Not necessary to celebrate Hitler’s birthday
So when Jean Beddoes expressed worry about Hoff I thought that perhaps a conquest of his had left some incriminating item in his room — panties in the bed, perhaps, at the least. Perhaps a number of pairs. Then she said, ‘I think Mr Hoffman must be a fascist. A proper fascist.’
This was a startling thing for a bedmaker to say in 1971. It wasn’t a startling thing for an undergraduate to say, of course. By this time the word was an entirely unspecific term of disapproval — it wasn’t necessary to wear jackboots in the street or celebrate Hitler’s birthday to earn the label. Jumping the meal queue in Hall was quite enough.
Mrs Beddoes, though, must mean something different. ‘What makes you think so?’ I asked. Miserably she produced something from her pinny pocket. It was an item of clothing — I’d got that right. Not panties, though, or anything else belonging to a girl. It was a bundled pair of socks. I turned them over awkwardly in my hands, completely baffled. Mrs Beddoes reached over to unroll them and exposed the shocking truth. The socks — black, nylon — were neatly labelled with blue Cash’s name-tapes, and the name they carried was BENITO MUSSOLINI.
‘It isn’t just his socks,’ she whispered. ‘That name is on everything he wears.’
Mrs Beddoes didn’t actually think that Hoff was wearing a dead dictator’s nylon socks, but she certainly thought the name-tapes represented a homage to sinister politics. I tried to talk her round.
I explained that it wasn’t any more ominous that he had the Duce’s name on all his things than that he had it in his socks. It only meant that the minimum order for Cash’s name-tapes was a hundred, and that he was a dab hand with a sewing-machine, no doubt smirking as he stitched smugly away.
I managed to persuade Mrs Beddoes that it was just the sort of silly thing Hoff would do, a stupid prank that only a clever person would dream up. I think I did her a favour by persuading her that this wasn’t a matter for the college authorities.

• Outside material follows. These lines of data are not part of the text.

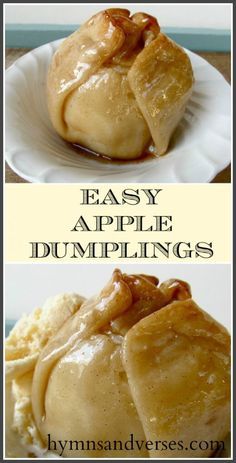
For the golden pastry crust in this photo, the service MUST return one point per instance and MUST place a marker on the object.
(98, 80)
(140, 358)
(178, 368)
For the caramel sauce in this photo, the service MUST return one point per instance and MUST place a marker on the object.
(147, 155)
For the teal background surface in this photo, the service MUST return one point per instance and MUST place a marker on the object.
(34, 35)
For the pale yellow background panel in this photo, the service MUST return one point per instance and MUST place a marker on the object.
(47, 213)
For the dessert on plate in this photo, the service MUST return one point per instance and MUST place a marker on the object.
(118, 86)
(140, 359)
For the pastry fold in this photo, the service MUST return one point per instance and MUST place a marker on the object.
(141, 359)
(117, 85)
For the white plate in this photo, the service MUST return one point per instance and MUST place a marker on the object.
(199, 150)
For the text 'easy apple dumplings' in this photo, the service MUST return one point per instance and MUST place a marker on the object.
(139, 359)
(118, 86)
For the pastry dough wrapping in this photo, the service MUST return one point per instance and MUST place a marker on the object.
(117, 85)
(138, 359)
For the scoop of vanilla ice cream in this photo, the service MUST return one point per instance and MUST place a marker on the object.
(23, 345)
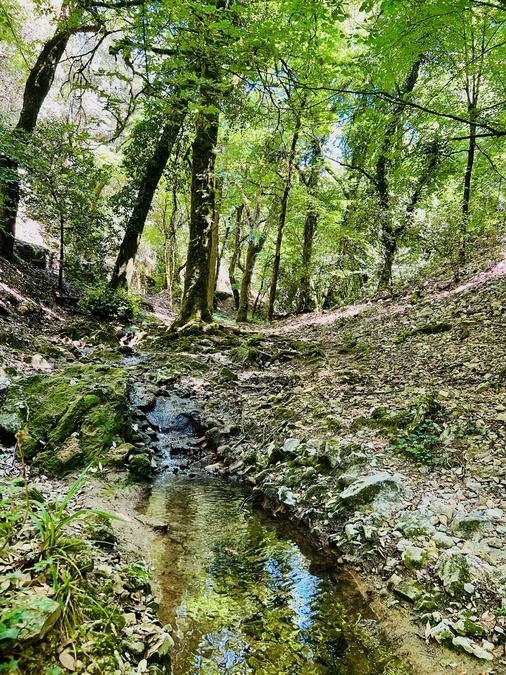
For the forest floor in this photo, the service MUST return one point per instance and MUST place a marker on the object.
(381, 427)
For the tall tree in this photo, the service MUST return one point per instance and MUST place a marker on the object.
(290, 166)
(69, 22)
(147, 184)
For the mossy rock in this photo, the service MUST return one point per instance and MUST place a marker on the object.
(72, 418)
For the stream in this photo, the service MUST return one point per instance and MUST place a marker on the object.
(246, 592)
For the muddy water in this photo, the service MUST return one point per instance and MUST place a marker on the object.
(247, 595)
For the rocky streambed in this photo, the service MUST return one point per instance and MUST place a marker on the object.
(191, 406)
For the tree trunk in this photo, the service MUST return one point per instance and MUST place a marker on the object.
(147, 187)
(195, 303)
(388, 233)
(37, 86)
(235, 256)
(310, 224)
(62, 255)
(213, 254)
(252, 252)
(282, 219)
(468, 176)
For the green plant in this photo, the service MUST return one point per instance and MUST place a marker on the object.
(419, 431)
(51, 519)
(107, 304)
(12, 512)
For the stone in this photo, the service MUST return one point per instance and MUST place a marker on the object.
(38, 362)
(141, 466)
(467, 627)
(414, 557)
(118, 455)
(469, 524)
(443, 540)
(143, 396)
(408, 590)
(70, 454)
(37, 616)
(381, 488)
(472, 648)
(290, 446)
(453, 570)
(442, 632)
(414, 523)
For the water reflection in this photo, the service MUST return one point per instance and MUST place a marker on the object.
(242, 594)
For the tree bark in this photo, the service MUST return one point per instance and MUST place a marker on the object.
(147, 187)
(213, 254)
(62, 255)
(282, 219)
(388, 233)
(468, 176)
(37, 87)
(195, 303)
(310, 223)
(254, 248)
(235, 256)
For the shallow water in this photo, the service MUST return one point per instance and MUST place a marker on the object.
(247, 594)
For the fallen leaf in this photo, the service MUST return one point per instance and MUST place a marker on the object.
(67, 661)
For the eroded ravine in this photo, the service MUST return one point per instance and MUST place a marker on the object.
(246, 595)
(244, 592)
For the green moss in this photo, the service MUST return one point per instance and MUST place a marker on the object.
(425, 329)
(90, 402)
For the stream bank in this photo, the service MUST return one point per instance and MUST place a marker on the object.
(302, 418)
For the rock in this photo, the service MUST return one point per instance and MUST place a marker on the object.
(143, 396)
(10, 424)
(37, 616)
(453, 570)
(381, 488)
(118, 455)
(414, 557)
(141, 465)
(227, 375)
(467, 627)
(472, 648)
(286, 496)
(469, 524)
(442, 632)
(443, 540)
(70, 454)
(414, 523)
(38, 362)
(88, 400)
(32, 253)
(290, 446)
(408, 590)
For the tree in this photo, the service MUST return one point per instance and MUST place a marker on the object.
(160, 143)
(64, 191)
(38, 84)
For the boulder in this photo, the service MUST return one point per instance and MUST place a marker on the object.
(415, 523)
(31, 253)
(381, 489)
(143, 396)
(453, 570)
(468, 525)
(85, 405)
(472, 648)
(408, 590)
(36, 615)
(141, 465)
(414, 557)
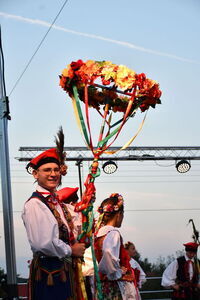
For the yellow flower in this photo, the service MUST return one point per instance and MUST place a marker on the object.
(125, 77)
(109, 71)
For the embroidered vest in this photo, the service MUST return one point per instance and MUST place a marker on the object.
(63, 230)
(123, 256)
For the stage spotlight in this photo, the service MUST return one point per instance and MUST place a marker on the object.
(183, 166)
(109, 167)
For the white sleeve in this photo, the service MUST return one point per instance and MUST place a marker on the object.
(42, 230)
(109, 264)
(169, 275)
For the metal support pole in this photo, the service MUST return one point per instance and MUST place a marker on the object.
(6, 187)
(79, 164)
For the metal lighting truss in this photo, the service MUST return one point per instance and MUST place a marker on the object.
(149, 153)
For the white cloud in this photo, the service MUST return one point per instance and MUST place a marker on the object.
(93, 36)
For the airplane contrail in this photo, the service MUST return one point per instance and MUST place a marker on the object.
(97, 37)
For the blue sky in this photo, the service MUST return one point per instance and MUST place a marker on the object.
(159, 38)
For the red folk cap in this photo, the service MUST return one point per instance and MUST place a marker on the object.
(45, 157)
(191, 246)
(68, 194)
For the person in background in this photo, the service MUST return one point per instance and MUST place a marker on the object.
(52, 234)
(182, 275)
(140, 276)
(113, 260)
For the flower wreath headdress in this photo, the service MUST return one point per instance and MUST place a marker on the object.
(109, 208)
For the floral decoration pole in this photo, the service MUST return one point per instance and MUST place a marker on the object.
(121, 91)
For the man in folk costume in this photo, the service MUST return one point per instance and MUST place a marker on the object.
(54, 270)
(182, 275)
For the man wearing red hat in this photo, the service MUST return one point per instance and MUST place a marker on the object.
(182, 275)
(52, 233)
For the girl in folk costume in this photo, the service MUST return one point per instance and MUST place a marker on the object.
(113, 260)
(51, 231)
(140, 276)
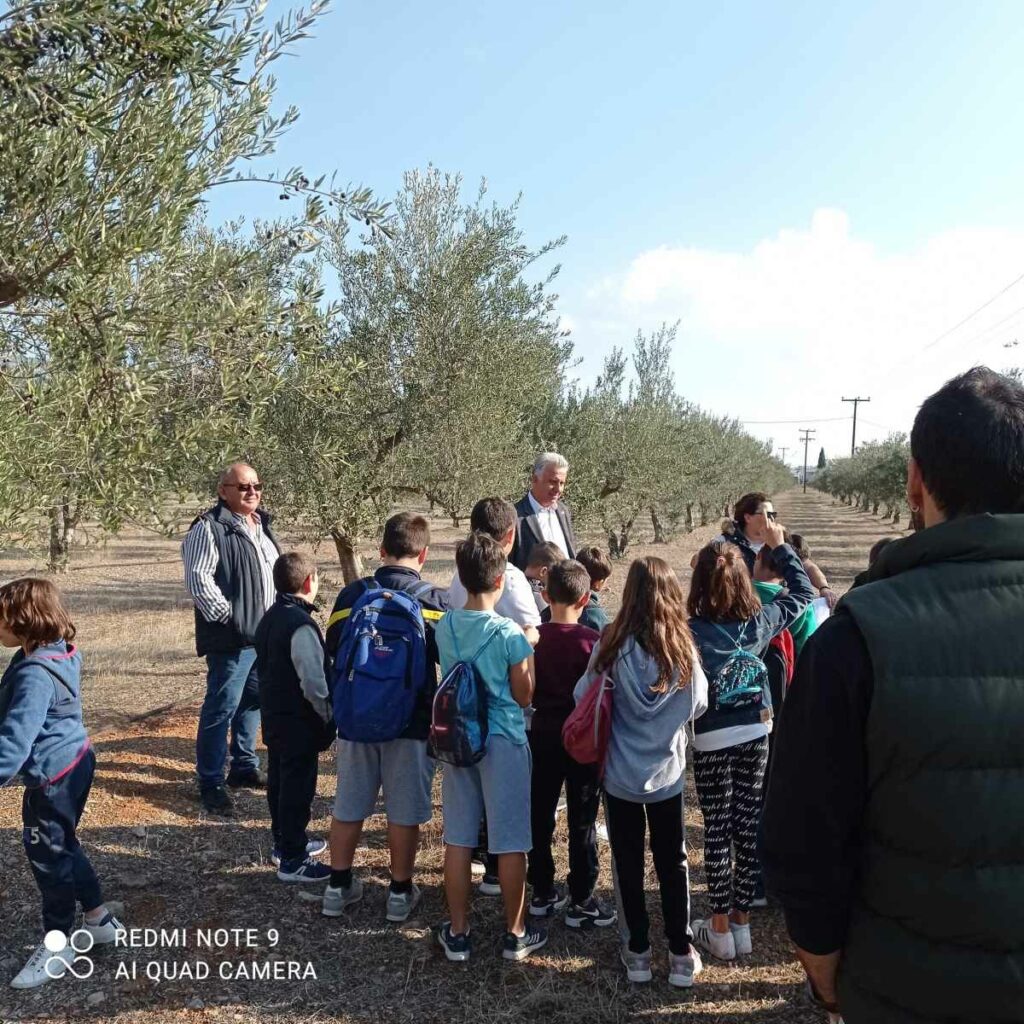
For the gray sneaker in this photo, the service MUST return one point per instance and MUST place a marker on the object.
(336, 901)
(400, 905)
(637, 965)
(682, 970)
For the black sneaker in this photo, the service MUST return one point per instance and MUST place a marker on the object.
(251, 779)
(457, 947)
(520, 946)
(593, 913)
(216, 800)
(545, 906)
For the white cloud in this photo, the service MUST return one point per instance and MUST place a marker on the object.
(787, 328)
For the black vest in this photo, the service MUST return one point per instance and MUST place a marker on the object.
(289, 719)
(240, 580)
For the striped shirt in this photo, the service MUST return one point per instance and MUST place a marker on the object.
(199, 552)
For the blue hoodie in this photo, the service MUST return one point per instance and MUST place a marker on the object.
(647, 749)
(41, 730)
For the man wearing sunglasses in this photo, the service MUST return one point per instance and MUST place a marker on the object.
(228, 556)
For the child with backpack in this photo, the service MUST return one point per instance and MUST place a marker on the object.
(560, 658)
(657, 687)
(383, 723)
(296, 715)
(43, 741)
(491, 657)
(732, 629)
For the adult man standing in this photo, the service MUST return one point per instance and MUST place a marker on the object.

Any investigation would show Hoff up as an idiot, nothing worse, but it would make her known as an oppressive snoop, and the word ‘fascist’ would settle on her for good.
I tackled Hoff directly about the name-tapes, the next time he sat near me in Hall. He seemed delighted to have caused so much confusion and distress, but also made out that he was making a serious philosophical point. If labels served the purpose of distinguishing one person’s property from anyone else’s, then Mussolini name-tapes would do the job just as well on A staircase as Hoffman ones.
He boasted of other footling projects. He had posed as Joseph Stalin to procure library tickets and opened a Post Office account in the name of Karl Marx. His long-term goal was to persuade a bank to set up an account for himself as Mussolini, without changing his name by Deed Poll or Statutory Declaration, which he regarded as an inadmissible short cut.